NASA Orion Test Flight 2014 Schedule: NASA’s Orion Spacecraft To Make First Flight Test On Thursday

NASA Orion Test Flight 2014 Schedule - This week, NASA will launch its Orion spacecraft to make it first test flight. The launch is scheduled on Thursday, Dec. 4 at 7:05 a.m. EST. The spacecraft will make its space debut with a morning launch on the top of the United Launch Alliance Delta IV Heavy rocket.

The NASA Orion Test Flight 2014 will be unmanned and is scheduled to take off from Cape Canaveral Air Force Station in Florida. The launch window will be open for two hours and 39 minutes. USA Today reported the test flight will start a two-orbit, four-and-a-half hour mission called Exploration Flight Test-1.

NASA's Orion spacecraft is designed to go far beyond the moon. It is set to climb an altitude of 3,600 miles, which is 15 times higher than the International Space Station. The new NASA spaceship will splash down in the Pacific Ocean about 600 miles off the coast of Baja California. CNN reported two US Navy ships, the USS Anchorage and the USNS Salvor, will help NASA recover the capsule.

Since the space shuttle program ended in 2011, the NASA Orion Test Flight 2014 scheduled on Thursday won't carry any astronauts to space. But as said by NASA, the Orion spacecraft is designed and built to carry astronauts on exploration missions into deep space. Though no one will aboard the spaceship during the mission, it won't blast off empty for it will carry the NASA Orion Test Flight boarding passes with names of over a million people packed on a dime-sized microchip.

The Orion was built by Lockheed Martin Corp. and the company will also staged the $370 million test flight scheduled this week for NASA. Phys.org said, unlike the capsules under development by two US companies for space station crew transport, Orion is meant for a long haul, both time and space. And it would be complemented with habitats for possible Mars exploration missions.

For Thursday-scheduled NASA Orion Test Flight 2014, the NASA officials have attached over 1,000 sensors to the spacecraft to monitor its systems during flight. Orion will also take down pictures from its cameras as its flying through space. The data gathered during the mission will be used by NASA to make improvements to the spaceship before humans set foot onboard.

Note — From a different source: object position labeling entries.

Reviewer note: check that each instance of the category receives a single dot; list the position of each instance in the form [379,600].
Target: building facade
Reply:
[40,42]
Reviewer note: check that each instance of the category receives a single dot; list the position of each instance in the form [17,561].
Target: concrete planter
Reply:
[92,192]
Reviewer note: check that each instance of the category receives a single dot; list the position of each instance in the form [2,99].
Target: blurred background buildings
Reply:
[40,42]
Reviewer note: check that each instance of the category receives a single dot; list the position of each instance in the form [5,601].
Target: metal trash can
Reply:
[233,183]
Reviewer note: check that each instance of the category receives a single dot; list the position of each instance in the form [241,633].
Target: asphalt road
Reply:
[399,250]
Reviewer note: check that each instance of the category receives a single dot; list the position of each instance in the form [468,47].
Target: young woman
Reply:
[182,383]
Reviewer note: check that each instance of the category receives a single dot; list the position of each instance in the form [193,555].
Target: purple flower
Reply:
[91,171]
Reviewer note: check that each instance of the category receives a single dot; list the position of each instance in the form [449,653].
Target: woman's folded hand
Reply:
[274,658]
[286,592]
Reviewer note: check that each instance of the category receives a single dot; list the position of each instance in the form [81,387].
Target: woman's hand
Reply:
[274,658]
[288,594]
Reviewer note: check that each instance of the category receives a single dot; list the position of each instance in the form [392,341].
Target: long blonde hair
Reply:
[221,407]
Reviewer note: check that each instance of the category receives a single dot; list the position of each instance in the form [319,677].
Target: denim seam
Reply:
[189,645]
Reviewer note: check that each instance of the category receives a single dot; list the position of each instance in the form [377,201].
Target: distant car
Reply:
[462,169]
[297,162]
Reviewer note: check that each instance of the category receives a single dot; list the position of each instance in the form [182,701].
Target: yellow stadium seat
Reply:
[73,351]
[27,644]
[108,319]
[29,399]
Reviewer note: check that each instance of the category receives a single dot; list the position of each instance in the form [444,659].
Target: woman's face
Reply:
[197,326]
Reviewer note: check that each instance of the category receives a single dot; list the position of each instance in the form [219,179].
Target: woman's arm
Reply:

Since Tuesday, Dec. 2, NASA started to air several media and public events in the approach to Orion's launch. NASA officials will also hold two pre-launch news conference updates on Tuesday and Wednesday to discuss the NASA Orion Test Flight 2014 Schedule.

After the mission on Thursday, NASA officials will also brief the media. The NASA TV Orion events can be watched live on Space.com.

The space agency is pulling out all the stops for the NASA Orion Test Flight scheduled on Dec. 4. NASA has collaborated with the nonprofit, educational Sesame Street Workshop to promote not just Orion's inaugural run, but the effort to send astronauts to Mars.